Introduction to The Politics of Deafness, continued
Thus this genre is not about centers, but about borders and margins. Here there are neither simple nor unified theories, as those are about creating centers that will in turn need to be evaded. Such theoretical framings require the exclusion of those outside the borders and margins of their newly claimed centers. The hermeneutical anchors in use for frames of meaning in late modernity are most often those rooted in the surveillance of bodies. As the site for naming distinctions, the body is a recurrent theme in studies of otherness and difference.

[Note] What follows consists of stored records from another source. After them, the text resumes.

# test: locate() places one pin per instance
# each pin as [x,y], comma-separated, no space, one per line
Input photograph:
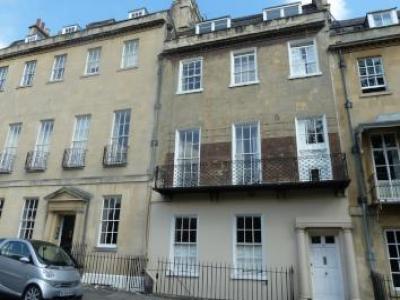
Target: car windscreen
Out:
[51,255]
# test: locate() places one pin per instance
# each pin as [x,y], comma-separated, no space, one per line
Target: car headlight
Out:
[48,274]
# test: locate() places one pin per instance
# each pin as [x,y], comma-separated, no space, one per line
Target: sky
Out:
[17,15]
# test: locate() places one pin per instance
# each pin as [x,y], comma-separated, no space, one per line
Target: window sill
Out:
[189,92]
[127,69]
[105,248]
[233,85]
[55,81]
[23,86]
[90,75]
[292,77]
[376,94]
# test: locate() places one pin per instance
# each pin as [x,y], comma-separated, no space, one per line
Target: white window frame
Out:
[393,190]
[29,73]
[176,154]
[212,22]
[235,179]
[361,77]
[2,201]
[89,62]
[243,52]
[235,274]
[393,15]
[7,157]
[111,246]
[133,56]
[172,271]
[180,77]
[291,44]
[34,209]
[58,67]
[115,135]
[3,77]
[388,254]
[282,10]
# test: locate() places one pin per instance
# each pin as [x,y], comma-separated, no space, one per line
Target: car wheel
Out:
[32,293]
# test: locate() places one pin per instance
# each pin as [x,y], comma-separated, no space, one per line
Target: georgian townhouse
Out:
[77,118]
[365,56]
[251,174]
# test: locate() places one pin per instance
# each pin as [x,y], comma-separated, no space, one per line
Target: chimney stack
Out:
[39,28]
[185,14]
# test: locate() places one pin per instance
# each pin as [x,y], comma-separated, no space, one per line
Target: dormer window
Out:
[383,18]
[214,25]
[137,13]
[70,29]
[282,11]
[32,38]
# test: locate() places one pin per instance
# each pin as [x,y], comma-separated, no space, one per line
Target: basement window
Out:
[214,25]
[285,11]
[383,18]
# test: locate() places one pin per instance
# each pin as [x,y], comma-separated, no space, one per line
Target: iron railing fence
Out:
[74,158]
[384,191]
[385,287]
[7,159]
[222,281]
[122,272]
[36,161]
[269,171]
[115,155]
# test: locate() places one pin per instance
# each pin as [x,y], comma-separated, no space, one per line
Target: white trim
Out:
[172,244]
[233,275]
[108,246]
[281,10]
[239,52]
[318,69]
[86,73]
[233,143]
[181,63]
[176,151]
[393,14]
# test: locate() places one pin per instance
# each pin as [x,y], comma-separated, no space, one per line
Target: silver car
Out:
[36,270]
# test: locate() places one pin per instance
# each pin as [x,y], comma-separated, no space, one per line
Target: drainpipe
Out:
[360,173]
[154,146]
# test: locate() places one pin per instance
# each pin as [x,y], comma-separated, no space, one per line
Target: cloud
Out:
[339,8]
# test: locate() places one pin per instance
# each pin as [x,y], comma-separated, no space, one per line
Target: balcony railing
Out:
[7,159]
[115,155]
[74,158]
[36,161]
[285,172]
[384,191]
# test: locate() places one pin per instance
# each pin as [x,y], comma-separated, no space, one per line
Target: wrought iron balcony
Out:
[74,158]
[384,191]
[115,155]
[7,159]
[275,173]
[36,161]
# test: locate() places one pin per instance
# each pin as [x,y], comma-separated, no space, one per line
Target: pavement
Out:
[93,293]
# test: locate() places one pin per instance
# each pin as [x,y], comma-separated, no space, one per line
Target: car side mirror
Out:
[25,260]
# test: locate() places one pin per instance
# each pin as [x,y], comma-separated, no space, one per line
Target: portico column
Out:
[305,293]
[351,267]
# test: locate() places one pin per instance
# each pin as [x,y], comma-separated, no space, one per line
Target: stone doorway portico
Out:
[67,202]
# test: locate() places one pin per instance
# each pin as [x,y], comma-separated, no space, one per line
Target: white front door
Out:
[326,270]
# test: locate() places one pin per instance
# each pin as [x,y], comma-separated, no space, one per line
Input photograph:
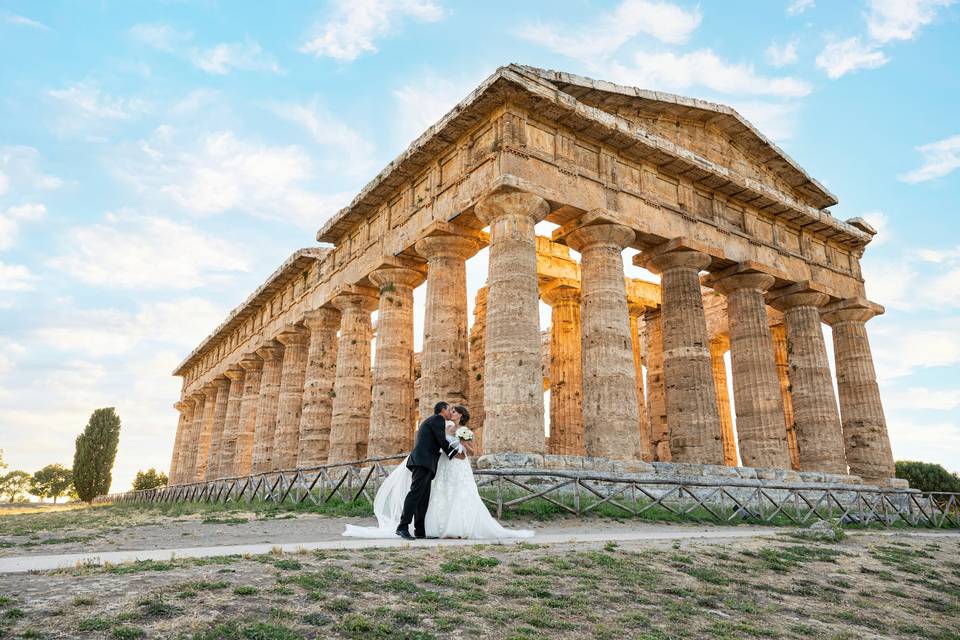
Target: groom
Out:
[431,439]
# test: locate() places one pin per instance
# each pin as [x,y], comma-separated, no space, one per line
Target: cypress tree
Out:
[94,454]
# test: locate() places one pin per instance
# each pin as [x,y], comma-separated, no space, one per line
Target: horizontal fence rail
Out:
[579,493]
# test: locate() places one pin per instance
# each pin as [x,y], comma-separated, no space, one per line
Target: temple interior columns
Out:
[513,382]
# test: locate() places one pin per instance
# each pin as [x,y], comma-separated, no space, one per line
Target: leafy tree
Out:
[96,450]
[14,484]
[51,482]
[927,476]
[149,479]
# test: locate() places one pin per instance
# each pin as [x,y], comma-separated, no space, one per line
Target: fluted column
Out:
[566,369]
[252,366]
[190,451]
[691,397]
[779,334]
[350,423]
[318,386]
[656,400]
[815,417]
[266,426]
[208,425]
[638,311]
[718,347]
[609,373]
[475,384]
[184,411]
[295,341]
[212,469]
[443,361]
[513,390]
[867,443]
[391,425]
[756,386]
[231,424]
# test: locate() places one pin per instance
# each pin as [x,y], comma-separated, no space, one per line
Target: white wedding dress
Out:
[456,509]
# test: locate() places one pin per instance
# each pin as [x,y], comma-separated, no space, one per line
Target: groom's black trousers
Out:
[417,500]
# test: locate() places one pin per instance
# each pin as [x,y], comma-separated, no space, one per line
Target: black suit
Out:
[422,462]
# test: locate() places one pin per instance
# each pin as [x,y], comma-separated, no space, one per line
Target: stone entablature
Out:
[688,184]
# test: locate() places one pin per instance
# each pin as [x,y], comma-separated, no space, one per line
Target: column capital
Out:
[251,362]
[611,235]
[234,372]
[682,259]
[270,350]
[450,246]
[293,335]
[559,291]
[505,203]
[388,277]
[322,318]
[850,310]
[728,284]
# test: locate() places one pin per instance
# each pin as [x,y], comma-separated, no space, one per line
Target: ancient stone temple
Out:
[750,262]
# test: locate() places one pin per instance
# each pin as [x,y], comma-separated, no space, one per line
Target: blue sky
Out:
[159,160]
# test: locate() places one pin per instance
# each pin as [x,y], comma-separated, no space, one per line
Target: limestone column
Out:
[691,398]
[208,426]
[185,414]
[718,347]
[779,334]
[212,468]
[350,422]
[637,311]
[295,341]
[609,371]
[566,369]
[656,400]
[815,418]
[231,425]
[266,426]
[866,441]
[391,425]
[318,386]
[477,356]
[189,460]
[756,386]
[252,366]
[443,361]
[513,389]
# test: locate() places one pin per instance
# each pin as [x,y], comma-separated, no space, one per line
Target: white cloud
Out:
[16,277]
[939,159]
[353,152]
[610,30]
[225,57]
[86,100]
[889,20]
[159,36]
[355,25]
[11,219]
[24,21]
[781,55]
[145,252]
[841,57]
[703,68]
[213,173]
[796,7]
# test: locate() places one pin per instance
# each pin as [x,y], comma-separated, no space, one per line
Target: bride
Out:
[455,508]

Deafness is about a body surveilled.

Deaf people are mentioned even in early recorded history, including in Babylonian records, the Mosaic Code of Holiness from the sixth century B.C., and both Old and New Testaments of the Bible. The majority of these references, however, either concern the status of legal rights for property inheritance by deaf people, an enduring issue for the noble families, or are appropriations of "the deaf-mute" to demonstrate moral truths. The latter category includes John Bulwer, who in 1648 suggested deaf children were the result of their parents' sinfulness and little better than "Dumbe Animals." A similar perspective and appropriation emerges from the U.S. Federal Census, which, from 1830 to 1900, included "the deaf" in the odd category of "defectives."

Deafness could well be about a sensory "deprivation," life in a world marked by an absence. Yet, a contrasting view might see a world built around the valence of visual rather than aural channels for processing languages--not just semiotic signs, but languages of a visual modality. As we shall see, in a political framing this shift rejects the site of the body and relocates meaning and its production onto the social. This re-valence of a visual modality means not a loss but an entry into a richly textured visual world of languages not dependent upon sound. Rather than a bifurcated world of meaning production, which searches for visual signs while relying on organizations of meaning around arbitrary serial sequences of acoustical phenomena to convey explanatory narratives, a visual world both perceives and produces signification through visual channels of a spatial linguistics. It is a world not necessarily better or worse, just distinct and different.

The "meanings" available to such distinctions and differences are an explicit focus of this work. This is not an ethnography that attempts the artifice of an "authentic voice" for "the deaf," or the artifice of empirical analysis of "objective data." Such unities, either of voice or frame, are contested here. Rather, this work is an ethnography of the appropriations, colonizations, constraints, and constructions by which "we," the dominant Hearing, have come to "know" and "make use of " those who are Deaf.